To get around this obstacle, cytomegalovirus doesn't simply inject its own DNA into a human cell. Instead, it carries its viral DNA into the cell along with proteins called PP71. After entering the cell, it releases these PP71 proteins, which enables the viral DNA to replicate and the infection to spread.

"The way the virus operates is pretty cool, but it also presents a problem we couldn't solve," said Noam Vardi, PhD, postdoctoral scholar in Weinberger's laboratory and first author of the new study. "The PP71 proteins are needed for the virus to replicate. But they actually die after a few hours, while it takes days to create new virus. So how can the virus successfully multiply even after these proteins are gone?"

The researchers found that, while PP71 is still present in the cell, it activates another protein known as IE1. This happens within the first few hours of the virus entering the cell, allowing the IE1 protein to take over after PP71 dies and continue creating new virus.

To confirm their findings, the team created a synthetic version of the virus that allowed them to adjust the levels of the IE1 proteins using small molecules. With this technique, they could let the virus infect the cell while controlling how quickly the IE1 protein would break down in the cell.

"We noticed that when the IE1 protein degrades slowly, as it normally does, the virus can replicate very efficiently," said Vardi. "But if the protein breaks down faster, the virus can't multiply as well. So, we confirmed that the virus needs the IE1 protein to successfully replicate."

This study could have broad implications for the scientific community, which has been struggling to determine how cells maintain their identity over time. During development, for instance, stem cells choose a path based on the proteins that surround them. But even after these initial proteins disappear, the specialized cells don't change. So, stem cells that turn into neurons during development continue to be neurons long after those proteins are gone.

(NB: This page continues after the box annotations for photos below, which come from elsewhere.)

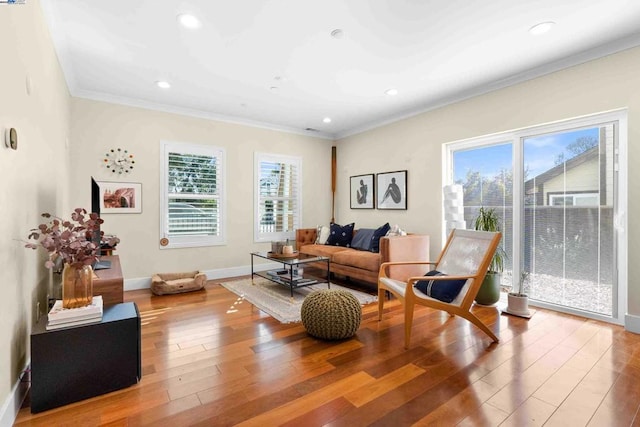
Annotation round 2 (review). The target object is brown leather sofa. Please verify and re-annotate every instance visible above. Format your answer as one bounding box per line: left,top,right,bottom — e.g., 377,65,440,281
296,228,429,289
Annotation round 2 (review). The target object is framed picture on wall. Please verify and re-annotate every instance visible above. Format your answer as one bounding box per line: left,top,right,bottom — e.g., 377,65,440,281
98,181,142,215
349,173,375,209
376,170,407,209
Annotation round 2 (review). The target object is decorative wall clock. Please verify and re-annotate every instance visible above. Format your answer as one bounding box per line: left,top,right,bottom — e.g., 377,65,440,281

"The issue is similar for the virus," explained Weinberger, who is also a professor of pharmaceutical chemistry at UC San Francisco. "It was not clear what mechanisms allowed the virus to continue replicating long after the initial signal from the PP71 had decayed to a whisper. Our findings uncover a circuit encoded by the virus that controls its fate and indicate that such circuits may be quite common in viruses."

The new study could lead to a new therapeutic target to attack cytomegalovirus and other herpesviruses, such as Epstein-Barr virus that causes mononucleosis and herpes simplex virus 1 and 2 that produce most cold sores and genital herpes.